Les solistes vocaux sont au nombre de onze, soit Orfeo aux côtés de dix chanteurs et chanteuses, tant le rôle-titre est sollicité, à la fois quantitativement et qualitativement. Emiliano Gonzalez Toro passe par tous les affects, d’abord arborant un sourire jusqu’aux oreilles lorsqu’il écoute les joyeux bergers. Mais le visage se fait plus sérieux dès qu’il commence à chanter, comme s’il pressentait déjà la suite plus noire de l’argument. Le registre grave émet de réels accents barytonnaux et, à l’autre extrémité, l’aigu se déploie et s’épanouit. C’est aussi un Orfeo qui joue pleinement, personnage entier que pétrifie l’annonce de la mort de sa chère Euridice, pris ensuite de désespoir, se jetant à plusieurs reprises au sol.

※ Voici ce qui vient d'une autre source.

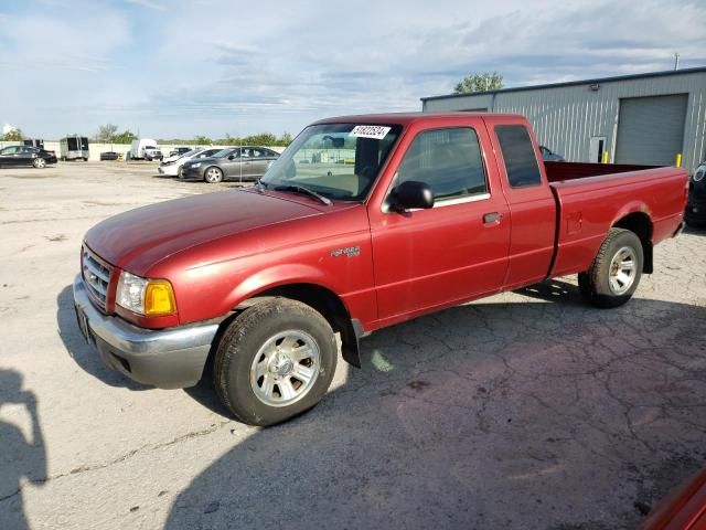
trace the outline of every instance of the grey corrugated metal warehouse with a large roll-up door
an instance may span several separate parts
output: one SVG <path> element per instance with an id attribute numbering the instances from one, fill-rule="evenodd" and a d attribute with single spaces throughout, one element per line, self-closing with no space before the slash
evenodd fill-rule
<path id="1" fill-rule="evenodd" d="M 422 97 L 424 112 L 516 113 L 571 161 L 682 166 L 706 159 L 706 67 Z"/>

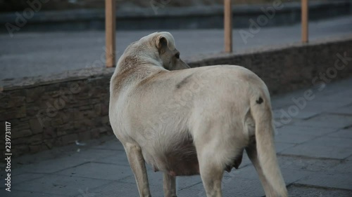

Entrant la première en scène en Musica, Lauranne Oliva endosse également le bref rôle d’Euridice un peu plus tard. La voix est assurée et développe du caractère, sachant aussi s’alléger lorsqu’elle est accompagnée par le luth seul ou la harpe. Natalie Pérez en Messaggiera annonce la mort d’Eurydice dans un style doloriste, d’abord depuis les coulisses, puis en émettant quelques notes fixes, sans vibrato, qui ajoutent à la peine. Dotée d’une appréciable projection naturelle, Alix Le Saux (La Speranza) abandonne justement le héros à son entrée aux enfers (Lasciate ogni speranza, voi ch’entrate). Le poète se retrouve devant la voix d’outre-tombe de la basse Jérôme Varnier (Caronte/Pastore), un personnage vraiment intimidant. Autre basse, Nicolas Brooymans (Plutone) dévoile un instrument moins sombre et joliment timbré.
Tous les artistes sont à citer pour leurs qualités vocales individuelles ainsi que la belle cohésion d’ensemble : Juan Sancho (Pastore), Fulvio Bettini (Apollo), Olivier Coiffet (Pastore), Mathilde Etienne (Proserpina), Maud Gnidaz (Ninfa). Les séquences chorales amènent un même plaisir, les duos, trios, parties à cinq ou encore le chœur final. Tout au long de la représentation, chacun et chacune semble totalement investi, connaissant par cœur sa partie, sans nul besoin de partition.